Он думает, что между нами что-то есть? Он хочет дать нам шанс?
Неужели я попала в какую-то странную временную петлю или альтернативную реальность?
— А у меня есть право голоса? — спрашиваю я, не уверенная, что именно готова ответить.
Что мне сказать? Хочу ли я этого? Или это просто рецепт неизбежной катастрофы?
— Да, но я уже знаю, что ты согласишься, — Деклан подходит ко мне ближе и разворачивает на стуле так, чтобы я оказалась лицом к нему. Есть что-то в этой позе и в том, что он смотрит на меня сверху вниз, стоя между моих ног. Это ощущается горячим, сексуальным.
С другой стороны, может быть, это новая уверенность и отношение, которые он даёт мне.
Он никогда раньше так со мной не разговаривал.
— О, ты в этом так уверен? И откуда ты знаешь, что я соглашусь?
— Потому что ты подарила мне самый лучший поцелуй в моей жизни. Потому что когда какой-то мудак оскорбил мои способности в сексе, ты так разозлилась, что была готова прыгать на кровати и стонать всю ночь, чтобы доказать ему, что он не прав. Потому что ты кончила мне на ногу с самым красивым, сексуальным стоном, от которого я кончил в штаны сильнее, чем от того, что твоя горячая рука ласкала меня. Потому что между нами полыхают фейерверки, и мы обязаны хотя бы ради самих себя посмотреть, приведёт ли это к чему-то большему.

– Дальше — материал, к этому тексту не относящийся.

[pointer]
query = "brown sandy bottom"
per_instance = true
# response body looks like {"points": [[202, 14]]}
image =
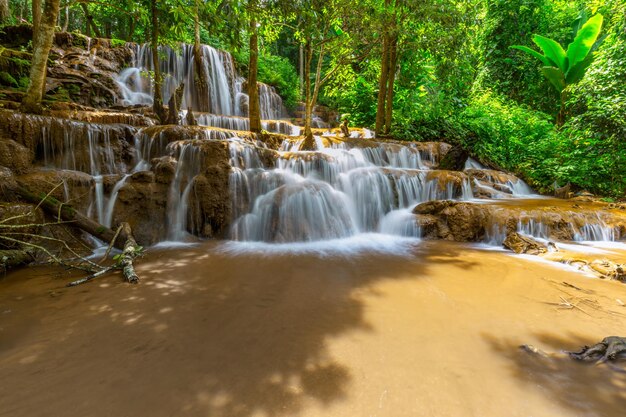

Я ненавижу, как он за считанные мгновения довёл меня от неуверенности до возбуждения.
— Это безумие, — бормочу я, задыхаясь.
— Я знаю, но если мы собираемся сделать это или хотя бы подумать об этом, то это должно произойти прямо сейчас.
— С-сейчас? — запинаюсь я, и у меня во рту неприятно пересыхает, пока я пытаюсь собраться с мыслями. — Почему именно сейчас? Почему ты ведёшь себя так, будто это так срочно?
— Потому что я видел, как Зандер посмотрел на нас. Он выглядел готовым убить меня, а значит, мы на свадьбе вытворяли хрен знает что. Полагаю, что мы не совсем скрывали то, что было между нами. Кто-то из нас что-то сказал или сделал. В общем, что бы ни случилось, он знает.
— Синтия видела, как мы целовались, и быстро рассказала об этом Аве, так что на свадьбе, возможно, ничего и не было, — возражаю я, чертовски надеясь, что мы не устроили никаких сцен. Если бы мы опозорились, кто-нибудь сказал бы нам об этом сегодня утром.
— Поверь мне, пока мы пили наши шоты, Зандер со слезами на глазах рассказывал, как много моя дружба значит для него, а в аэропорту он пронзал меня взглядом словно кинжалом. Если бы не самолёт, на который он торопился, и не сын на руках, уверен, что он бы проткнул меня чем-нибудь.